The machine, according to reports, looks and functions like a Keurig coffee pot — users pop in shelf-stable ice cream and ColdSnap freezes it in about 90 seconds before dispensing it into a cup or cone. The machine reads a QR code on top of the pod’s label to find the specific freezing temperature for each product.
And soft-serve is only the start for the product, which is still in the prototype phase and won’t begin to ship for at least another year. The firm is also working on creating pods for more products, including smoothies, frozen coffees, protein shakes, non-dairy ice cream and frozen cocktails such as mudslides and daiquiris.
The initial price point will be an expensive $1,000 — though the firm has noted that its goal is to bring that down by roughly half, as they roll more units into mass production.
“This is challenging and requires significant development and engineering expertise,” the product’s developer, Matthew Fonte, told CNN. “In the beginning, a lot of people didn’t think it was [scientifically] possible to create ice cream like this in about a minute or so.”
The idea, he said, came from one of his daughters who wanted an in-house ice cream machine and wasn’t fazed by the explanation that in-house soft-serve involved a lot of labor and a big mess to clean-up. From there, Fonte said, they built a business.

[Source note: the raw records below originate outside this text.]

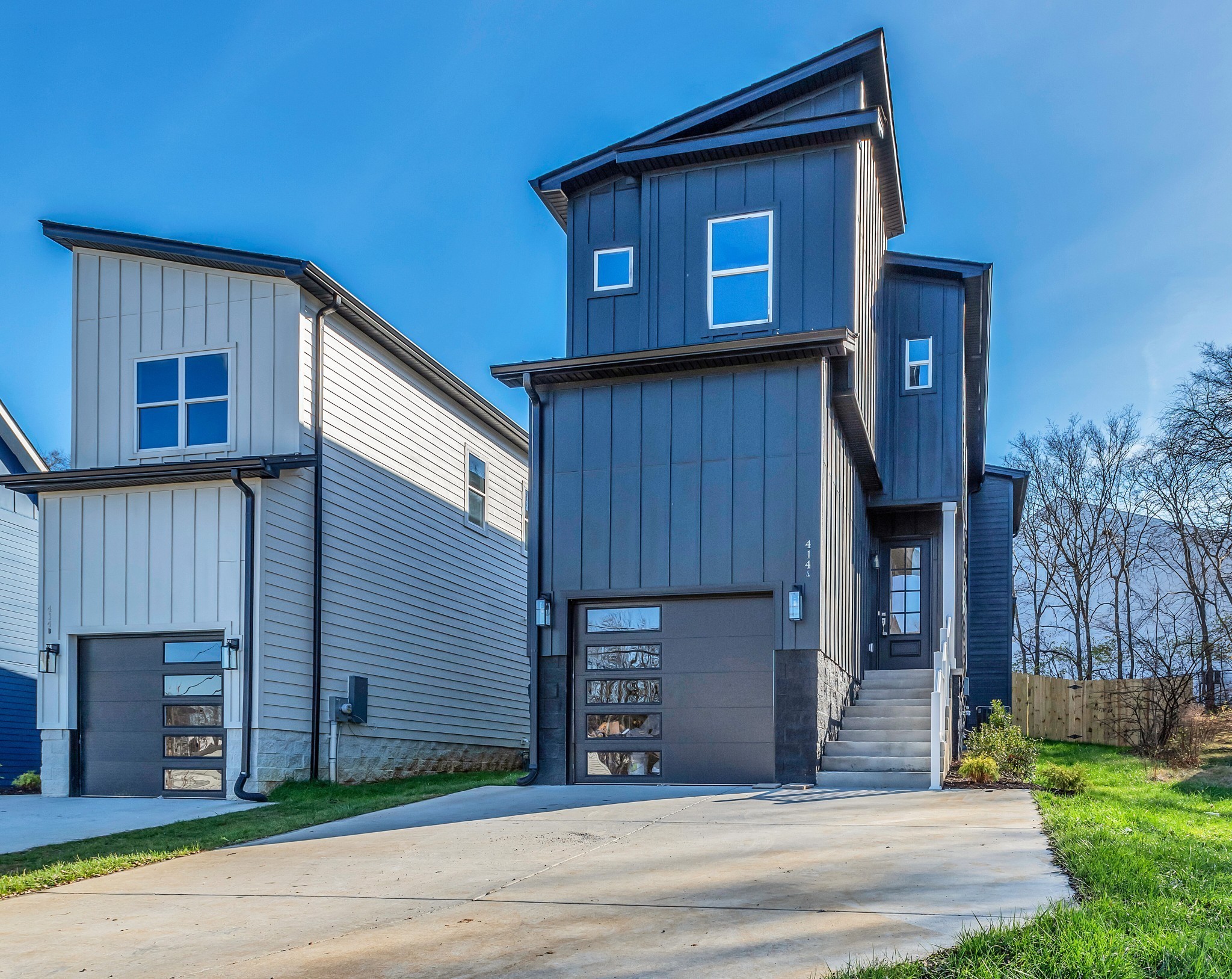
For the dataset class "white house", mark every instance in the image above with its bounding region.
[0,392,47,785]
[5,222,528,797]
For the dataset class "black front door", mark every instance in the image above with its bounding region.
[877,540,935,670]
[78,635,226,797]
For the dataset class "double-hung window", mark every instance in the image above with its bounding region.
[466,452,488,527]
[907,336,932,391]
[707,211,774,329]
[137,351,230,452]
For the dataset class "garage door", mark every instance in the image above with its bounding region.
[573,596,774,784]
[78,635,226,797]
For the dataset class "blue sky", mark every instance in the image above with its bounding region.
[0,0,1232,459]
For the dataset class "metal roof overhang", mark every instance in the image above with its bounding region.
[531,28,907,238]
[886,252,993,487]
[491,329,855,387]
[40,221,528,454]
[0,454,316,493]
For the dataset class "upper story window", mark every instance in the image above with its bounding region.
[466,452,488,527]
[907,336,932,391]
[595,248,633,292]
[709,211,774,329]
[137,353,230,452]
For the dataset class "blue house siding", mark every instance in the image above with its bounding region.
[967,471,1014,710]
[0,667,41,785]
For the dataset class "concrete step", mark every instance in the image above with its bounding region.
[843,706,929,735]
[856,687,932,704]
[843,700,932,719]
[842,724,930,751]
[822,753,928,772]
[817,772,929,789]
[825,737,930,758]
[861,670,932,691]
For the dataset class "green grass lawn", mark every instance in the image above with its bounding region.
[0,772,520,898]
[845,743,1232,979]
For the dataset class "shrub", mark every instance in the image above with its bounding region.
[12,772,43,792]
[958,755,1000,785]
[1036,762,1090,795]
[966,700,1040,782]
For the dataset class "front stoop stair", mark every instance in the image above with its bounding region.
[817,670,932,789]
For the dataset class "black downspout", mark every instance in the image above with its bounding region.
[232,469,268,803]
[517,374,542,785]
[308,296,342,780]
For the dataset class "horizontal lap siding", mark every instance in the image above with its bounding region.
[262,322,528,747]
[73,252,300,468]
[544,362,823,652]
[967,474,1014,706]
[40,483,242,727]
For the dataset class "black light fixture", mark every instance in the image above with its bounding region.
[787,584,804,623]
[38,643,60,673]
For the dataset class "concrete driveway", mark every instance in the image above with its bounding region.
[0,795,261,853]
[0,785,1070,979]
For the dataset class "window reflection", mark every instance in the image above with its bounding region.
[587,644,663,670]
[587,605,659,632]
[587,751,659,778]
[587,714,663,737]
[587,677,662,704]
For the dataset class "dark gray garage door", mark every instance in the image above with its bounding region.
[573,596,774,784]
[78,635,226,795]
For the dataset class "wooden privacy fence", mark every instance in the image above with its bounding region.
[1010,673,1189,747]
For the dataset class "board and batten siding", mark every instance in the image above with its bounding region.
[543,361,823,655]
[877,275,966,503]
[568,146,856,356]
[38,483,242,727]
[73,250,300,469]
[261,313,529,747]
[967,472,1014,706]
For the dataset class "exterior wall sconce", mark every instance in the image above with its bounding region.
[38,643,60,673]
[535,596,552,626]
[787,584,804,623]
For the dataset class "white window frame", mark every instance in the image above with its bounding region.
[706,211,774,329]
[462,445,491,534]
[590,246,633,292]
[903,336,932,391]
[132,347,235,459]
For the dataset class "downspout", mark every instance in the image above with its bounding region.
[517,372,542,785]
[232,469,268,803]
[308,296,342,780]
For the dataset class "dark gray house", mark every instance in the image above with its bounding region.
[493,31,1025,786]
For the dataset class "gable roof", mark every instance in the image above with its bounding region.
[0,401,47,475]
[531,28,907,238]
[40,221,528,452]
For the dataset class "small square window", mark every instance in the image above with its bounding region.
[907,336,932,391]
[595,248,633,292]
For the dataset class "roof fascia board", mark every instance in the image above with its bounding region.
[491,328,855,387]
[0,401,48,472]
[40,221,529,455]
[0,454,316,493]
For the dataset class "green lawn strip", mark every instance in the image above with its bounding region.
[0,772,519,898]
[842,743,1232,979]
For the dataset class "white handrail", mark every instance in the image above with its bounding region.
[929,617,953,789]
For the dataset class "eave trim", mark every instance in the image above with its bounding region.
[0,454,316,493]
[491,329,855,387]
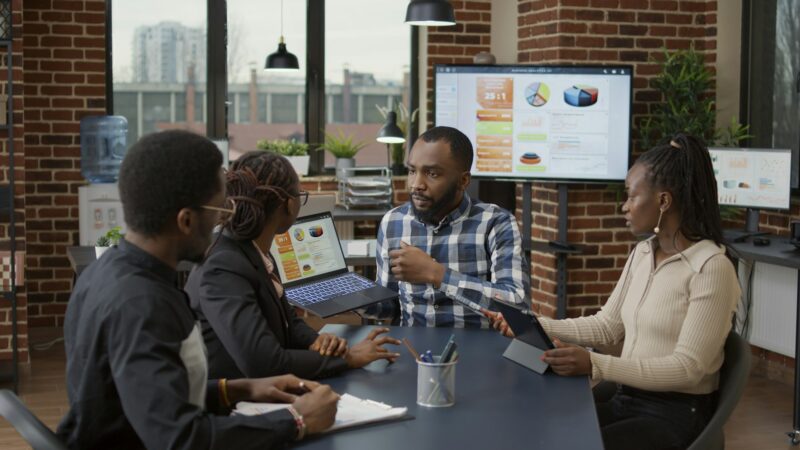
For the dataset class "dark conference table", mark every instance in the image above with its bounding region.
[725,230,800,445]
[295,325,603,450]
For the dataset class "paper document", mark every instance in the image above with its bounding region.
[234,394,408,432]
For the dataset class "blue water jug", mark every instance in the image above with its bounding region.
[81,116,128,183]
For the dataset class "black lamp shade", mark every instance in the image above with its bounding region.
[376,111,406,144]
[264,42,300,70]
[406,0,456,27]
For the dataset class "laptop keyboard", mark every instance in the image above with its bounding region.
[286,273,375,306]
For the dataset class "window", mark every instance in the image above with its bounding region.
[227,0,306,160]
[325,0,411,166]
[741,0,800,188]
[109,0,412,170]
[111,0,206,145]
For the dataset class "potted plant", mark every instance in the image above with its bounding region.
[319,129,367,178]
[636,47,753,219]
[94,227,124,259]
[256,139,310,176]
[375,103,419,175]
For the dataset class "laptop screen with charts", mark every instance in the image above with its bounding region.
[270,212,397,317]
[493,300,555,350]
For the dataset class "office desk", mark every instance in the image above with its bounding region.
[726,232,800,445]
[67,239,375,277]
[296,325,603,450]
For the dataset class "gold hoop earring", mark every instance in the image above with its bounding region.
[653,209,664,234]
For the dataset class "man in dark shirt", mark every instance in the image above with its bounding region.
[58,131,338,450]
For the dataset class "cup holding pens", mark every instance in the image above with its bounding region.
[417,355,458,408]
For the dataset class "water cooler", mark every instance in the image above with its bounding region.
[78,116,128,245]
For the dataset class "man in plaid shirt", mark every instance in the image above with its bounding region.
[365,127,530,328]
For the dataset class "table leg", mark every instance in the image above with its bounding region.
[786,272,800,445]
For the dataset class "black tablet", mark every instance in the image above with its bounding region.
[493,300,556,350]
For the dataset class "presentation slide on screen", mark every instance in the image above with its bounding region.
[271,218,345,281]
[709,148,792,209]
[436,66,631,180]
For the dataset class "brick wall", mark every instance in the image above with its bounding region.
[425,0,494,128]
[0,0,28,362]
[23,0,105,327]
[517,0,717,317]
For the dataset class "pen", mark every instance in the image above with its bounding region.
[419,350,433,363]
[403,338,419,361]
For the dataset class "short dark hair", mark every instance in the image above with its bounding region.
[119,130,223,236]
[636,133,724,244]
[419,127,473,172]
[225,150,300,241]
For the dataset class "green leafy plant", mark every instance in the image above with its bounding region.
[96,227,125,247]
[636,47,753,220]
[638,47,752,149]
[375,103,419,165]
[256,139,308,156]
[319,130,367,158]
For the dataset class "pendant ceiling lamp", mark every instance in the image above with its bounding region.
[264,0,300,72]
[376,111,406,144]
[406,0,456,27]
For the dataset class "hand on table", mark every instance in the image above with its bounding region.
[481,309,514,338]
[308,333,347,356]
[344,328,400,369]
[227,375,320,406]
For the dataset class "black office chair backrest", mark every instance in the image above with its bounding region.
[0,389,67,450]
[688,331,750,450]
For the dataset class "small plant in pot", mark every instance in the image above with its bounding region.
[256,139,310,177]
[319,130,367,178]
[94,227,124,259]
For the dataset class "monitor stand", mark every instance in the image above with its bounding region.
[744,208,759,233]
[726,208,769,243]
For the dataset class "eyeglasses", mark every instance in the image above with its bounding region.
[295,191,308,206]
[201,198,236,215]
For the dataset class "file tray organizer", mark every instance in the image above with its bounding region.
[339,167,394,209]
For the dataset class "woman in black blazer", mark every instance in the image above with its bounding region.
[185,151,400,378]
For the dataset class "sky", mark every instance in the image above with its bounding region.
[112,0,410,83]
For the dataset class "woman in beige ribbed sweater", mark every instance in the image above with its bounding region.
[484,135,740,450]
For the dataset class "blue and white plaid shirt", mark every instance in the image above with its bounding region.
[365,194,530,328]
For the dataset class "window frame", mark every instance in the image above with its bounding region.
[105,0,419,175]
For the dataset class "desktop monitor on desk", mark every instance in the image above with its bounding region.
[708,148,794,233]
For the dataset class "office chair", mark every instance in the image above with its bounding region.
[688,331,750,450]
[0,389,67,450]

“It’s been really fun with my daughters, who have seen the whole beginning of starting a company, purchasing a 2,500-sq.-ft. building and getting patents, and they have shares in the company,” he said. “I’ve been explaining how the investors invest in us and how we can’t let them down.”
As it turns out, full-grown adults have also been into the idea of easy, quick and clean soft-serve in their homes: Fonte reports getting emails to their website that simply say, “Hurry up, I need this.”
Honestly, we can’t disagree with that soft-serve fan. Because after 2020, and the year we spent mostly inside, it is impossible to argue that soft-serve on-demand in our kitchens wouldn’t have been a massive upgrade.
But then, that is what CES is about every year — showing us the massive upgrades that are possible, and then spending the rest of the year figuring out which ones will be plausible and popular enough to get past the prototype phase. We’re hoping for the flying “cars,” but we’re betting on the ice-cream.